Most of the time, one has to earn it. It’s very rare when it comes naturally between two (or more people). It can be bought by giving away reward or forced, like when you blackmail someone with a hidden immunity idol.
Regardless of how it’s obtained, trust is the currency of the game.
With it comes loyalty. And for these second chancers, the problem with loyalty is it’s something they are not willing to give to anyone.
And that becomes a problem because they can’t stick with one another.
You’d think that with all the pre-game connections and alliances it’d be a walk in the park for many because they can be sure someone else has their back.
But no. The dynamics of the game is constantly changing there’s no certainty as to whether or not your ally right now would be your Judas the next minute.
Everyone who’s been eliminated so far has been stabbed by the very people they were aligned with.
One minute they’re safe and the next saw their torch getting snuffed.
Talk about loyalty.
Varner flipped on the old schoolers and took out Vytas.
Abi dropped Shirin without hesitation.
Abi and Varner, despite having the numbers, turned on Peih-Gee and sided with Savage and Tasha.
Kelley did everything she could to throw Terry under the bus.
As difficult as it is to see your favorites get stabbed in the back, it makes for very good TV, which is why this season should be so fun to watch.
A classic Survivor power shift
Swaps are a major game-changer. No one likes them because it usually means getting screwed strategically. Plus, there’s the chance that you end up on the worse camp or, in the case of Angkor, no camp at all.

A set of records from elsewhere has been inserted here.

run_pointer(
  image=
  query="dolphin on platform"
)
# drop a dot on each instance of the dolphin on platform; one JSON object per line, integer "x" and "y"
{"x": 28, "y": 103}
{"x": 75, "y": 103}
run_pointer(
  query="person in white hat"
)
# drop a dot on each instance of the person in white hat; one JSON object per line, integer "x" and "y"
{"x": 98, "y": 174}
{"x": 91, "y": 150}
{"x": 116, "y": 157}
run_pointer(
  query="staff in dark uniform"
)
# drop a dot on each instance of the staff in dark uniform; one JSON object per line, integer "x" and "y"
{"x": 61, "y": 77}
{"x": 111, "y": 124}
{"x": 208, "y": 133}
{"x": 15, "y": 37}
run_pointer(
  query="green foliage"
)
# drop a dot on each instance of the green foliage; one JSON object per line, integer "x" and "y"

Savage was devastated after the swap. And with reason. They have no shelter, food, and the worst part is they’re in the minority.

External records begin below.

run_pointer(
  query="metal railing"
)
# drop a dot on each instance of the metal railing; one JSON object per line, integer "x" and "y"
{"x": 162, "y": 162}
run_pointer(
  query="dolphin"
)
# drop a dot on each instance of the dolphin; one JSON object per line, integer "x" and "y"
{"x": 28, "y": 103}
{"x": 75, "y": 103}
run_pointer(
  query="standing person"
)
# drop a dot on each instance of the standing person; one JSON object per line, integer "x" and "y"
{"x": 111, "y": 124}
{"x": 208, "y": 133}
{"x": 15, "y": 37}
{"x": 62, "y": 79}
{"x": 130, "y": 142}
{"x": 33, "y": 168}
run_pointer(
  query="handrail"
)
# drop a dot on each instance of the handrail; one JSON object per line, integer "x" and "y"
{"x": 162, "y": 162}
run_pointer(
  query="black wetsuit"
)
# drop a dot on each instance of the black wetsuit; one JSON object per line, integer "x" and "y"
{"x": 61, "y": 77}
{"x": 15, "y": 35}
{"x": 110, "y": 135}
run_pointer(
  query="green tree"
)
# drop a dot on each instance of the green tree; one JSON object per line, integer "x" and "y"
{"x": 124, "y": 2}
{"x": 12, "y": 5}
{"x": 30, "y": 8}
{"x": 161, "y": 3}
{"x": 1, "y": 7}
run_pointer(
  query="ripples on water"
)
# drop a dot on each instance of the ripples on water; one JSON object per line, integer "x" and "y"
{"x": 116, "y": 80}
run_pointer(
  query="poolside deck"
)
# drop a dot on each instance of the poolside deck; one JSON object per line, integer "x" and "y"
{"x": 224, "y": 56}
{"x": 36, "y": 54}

The four former Ta Keo members can easily vote them off.
Which is why it was impressive how the two were able to turn Varner, Abi, Tasha, and Woo against each other that easily.
Well, we have to consider the fact that Abi is in the equation and any scenario where the Brazilian dragon is present often means trouble.
She was out to get Peih-Gee in trouble–from the moment Peih-Gee commented on how she’s dry during the downpour to the time the three of them were deciding how to vote at tribal.
Add to that Varner’s Bubba move at the challenge.
It was all Tasha needed to turn the table around and take control of this episode. Without much effort, the minority suddenly had control. And sent the China fifth placer packing.
It’s obvious that Tasha is swinging for the fences and won’t stop at nothing to win this time. She’s clearly strategizing her butt off, which she didn’t get to do the last time. And by the looks of it, we’ll be seeing a lot of her in future episodes.
Loyalties change at the drop of a coin in Survivor. When tribes switch, you’re expected to, at the very least, give the impression that you are now loyal to your new tribe mates.
There’s only one time in the history of the game when someone tried to verbally communicate with someone from the other tribe post-swap.
Bubba earned the ire of his new tribe and factored in his elimination.
Will Varner share the same fate?
He was a sure goner after Tasha caught him mouthing something to Wiglesworth but due to the conflict between Abi and Peih-Gee, he lived to see another day.
Let’s see if he wiggles his way out of this mess in future tribals.
Still, it was a wise move to side with Abi, Savage, and Tasha to not show any hesitation in voting for Peih-Gee.
The problem with loyalty is you can’t really be sure who’s going to stay loyal until the votes are read. And in this season of hardcore players, you can only pray that your allies, at the very least, stick with you this one tribal council.